Remerciements / Special Thanks

Conseil des arts du Canada

Conseil des arts et des lettres du Québec, programme de résidence d’artistes

Alex Bond, Senior Curator in Charge, Birds, Museum of Natural History at Tring

Library and Archives, Museum of Natural History

Packwood House

Main Film

 

Towering/The Menagerie — 2021

The three-channel video installation Towering/The Menagerie focuses on natural history museum collections and heritage sites, to better explore some pressing issues related to the phenomenon of biodiversity loss and the climate crisis. To do so, the work parallels two types of events: the recent introduction of new bird species from the South to the UK and the historical development of menageries in colonial England in the 17th and 18th centuries.

In particular, Towering/The Menagerie explores the collections of bird specimens and illustrations of the Natural History Museum (formerly part of the British Museum, a major institution of the British colonial period) as well as some of the gardens and heritage buildings (especially those of the Stuart period) in the greater London area, Warwickshire and Hertfordshire that once housed a menagerie.
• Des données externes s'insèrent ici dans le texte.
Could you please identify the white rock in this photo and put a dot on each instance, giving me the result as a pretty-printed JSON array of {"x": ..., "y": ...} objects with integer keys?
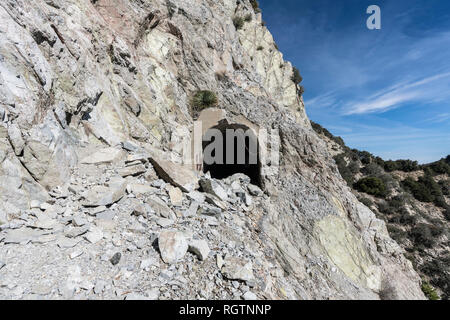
[
  {"x": 249, "y": 296},
  {"x": 172, "y": 245},
  {"x": 75, "y": 254},
  {"x": 176, "y": 196},
  {"x": 237, "y": 269},
  {"x": 200, "y": 248},
  {"x": 94, "y": 234}
]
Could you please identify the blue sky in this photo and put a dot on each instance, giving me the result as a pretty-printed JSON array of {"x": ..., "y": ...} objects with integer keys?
[{"x": 385, "y": 91}]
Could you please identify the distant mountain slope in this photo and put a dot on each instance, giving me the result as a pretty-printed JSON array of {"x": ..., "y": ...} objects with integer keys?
[{"x": 412, "y": 199}]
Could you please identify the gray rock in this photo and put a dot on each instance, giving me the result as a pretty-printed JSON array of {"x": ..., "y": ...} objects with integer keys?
[
  {"x": 160, "y": 207},
  {"x": 213, "y": 187},
  {"x": 178, "y": 175},
  {"x": 249, "y": 296},
  {"x": 132, "y": 170},
  {"x": 94, "y": 234},
  {"x": 115, "y": 259},
  {"x": 254, "y": 190}
]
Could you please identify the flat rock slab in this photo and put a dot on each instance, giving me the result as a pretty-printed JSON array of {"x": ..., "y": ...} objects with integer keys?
[
  {"x": 103, "y": 195},
  {"x": 132, "y": 170},
  {"x": 22, "y": 235},
  {"x": 178, "y": 175},
  {"x": 107, "y": 155},
  {"x": 237, "y": 269},
  {"x": 172, "y": 245}
]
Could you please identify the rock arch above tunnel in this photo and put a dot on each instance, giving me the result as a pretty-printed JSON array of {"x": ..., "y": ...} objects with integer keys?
[{"x": 229, "y": 149}]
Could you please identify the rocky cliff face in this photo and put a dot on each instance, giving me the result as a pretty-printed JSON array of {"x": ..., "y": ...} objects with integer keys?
[{"x": 90, "y": 90}]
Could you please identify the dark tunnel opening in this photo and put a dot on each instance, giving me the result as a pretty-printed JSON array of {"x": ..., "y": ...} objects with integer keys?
[{"x": 236, "y": 150}]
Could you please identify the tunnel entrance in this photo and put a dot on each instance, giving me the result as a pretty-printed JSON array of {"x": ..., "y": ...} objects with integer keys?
[{"x": 229, "y": 149}]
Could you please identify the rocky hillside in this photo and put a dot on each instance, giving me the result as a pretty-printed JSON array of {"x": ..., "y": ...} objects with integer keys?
[
  {"x": 413, "y": 200},
  {"x": 95, "y": 97}
]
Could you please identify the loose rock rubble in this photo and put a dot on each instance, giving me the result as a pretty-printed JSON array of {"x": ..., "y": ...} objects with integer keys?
[
  {"x": 111, "y": 237},
  {"x": 95, "y": 103}
]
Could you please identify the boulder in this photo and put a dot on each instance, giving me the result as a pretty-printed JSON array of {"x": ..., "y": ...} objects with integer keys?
[{"x": 176, "y": 174}]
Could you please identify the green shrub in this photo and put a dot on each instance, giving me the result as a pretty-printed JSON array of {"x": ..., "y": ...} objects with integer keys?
[
  {"x": 418, "y": 190},
  {"x": 396, "y": 233},
  {"x": 204, "y": 99},
  {"x": 440, "y": 167},
  {"x": 366, "y": 201},
  {"x": 429, "y": 291},
  {"x": 238, "y": 22},
  {"x": 296, "y": 77},
  {"x": 447, "y": 213},
  {"x": 425, "y": 235},
  {"x": 401, "y": 165},
  {"x": 345, "y": 172},
  {"x": 255, "y": 6},
  {"x": 372, "y": 185}
]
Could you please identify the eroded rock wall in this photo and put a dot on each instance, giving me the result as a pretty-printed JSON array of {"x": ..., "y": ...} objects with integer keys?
[{"x": 76, "y": 73}]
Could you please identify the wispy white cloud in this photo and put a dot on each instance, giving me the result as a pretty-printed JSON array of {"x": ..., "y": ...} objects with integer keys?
[{"x": 397, "y": 95}]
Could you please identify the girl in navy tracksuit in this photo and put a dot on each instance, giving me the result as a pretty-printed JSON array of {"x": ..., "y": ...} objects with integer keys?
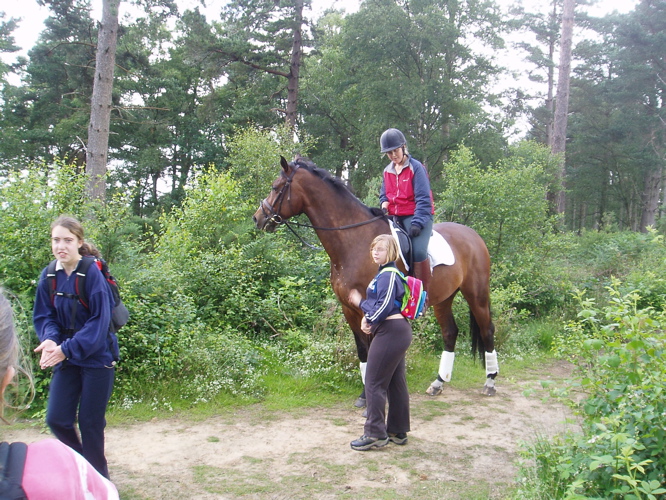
[
  {"x": 385, "y": 376},
  {"x": 82, "y": 357}
]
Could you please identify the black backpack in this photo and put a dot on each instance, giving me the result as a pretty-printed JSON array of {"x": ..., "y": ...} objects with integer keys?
[
  {"x": 12, "y": 463},
  {"x": 119, "y": 315}
]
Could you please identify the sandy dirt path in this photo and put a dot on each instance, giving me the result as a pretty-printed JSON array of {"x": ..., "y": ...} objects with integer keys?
[{"x": 462, "y": 445}]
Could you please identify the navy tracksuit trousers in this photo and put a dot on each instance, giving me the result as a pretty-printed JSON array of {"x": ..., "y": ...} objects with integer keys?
[
  {"x": 87, "y": 390},
  {"x": 385, "y": 379}
]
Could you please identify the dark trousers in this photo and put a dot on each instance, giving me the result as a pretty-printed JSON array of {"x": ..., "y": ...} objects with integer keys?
[
  {"x": 420, "y": 242},
  {"x": 87, "y": 390},
  {"x": 385, "y": 379}
]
Although the documented presence of exotic animal species in England dates back to the 13th century, it was primarily as a result of the settlement of colonies abroad that the English ruling class developed a taste for menageries as a sign of power and wealth. Within the work, bird specimens, pictorial representations and architectural sites are combined in order to consider the loss of biodiversity in relation to colonialism. The British Isles are a crucial site for the northward passage of birds and an important nesting ground for many African and European migratory species – whose distribution is changing with climate change and intensive agricultural practices.

This research is part of a broader initiative entitled Mirement/Towering, a sailing term referring to the refraction effect that causes distant objects to appear more vertically elongated than they are. Mirement/Towering questions the notions of the living world inherited from the modern era: a world decontextualized, simplified and there to be exploited. Artist Geneviève Chevalier documents certain forms of the modernist conception and knowledge of the natural world such as the garden, the menagerie and the natural history museum collection, then reframes them to suggest other possible interpretations — for example, envisioning the herbarium and avian collection as active databases, recontextualized through empirical research coloured by the phenomenon of biodiversity loss.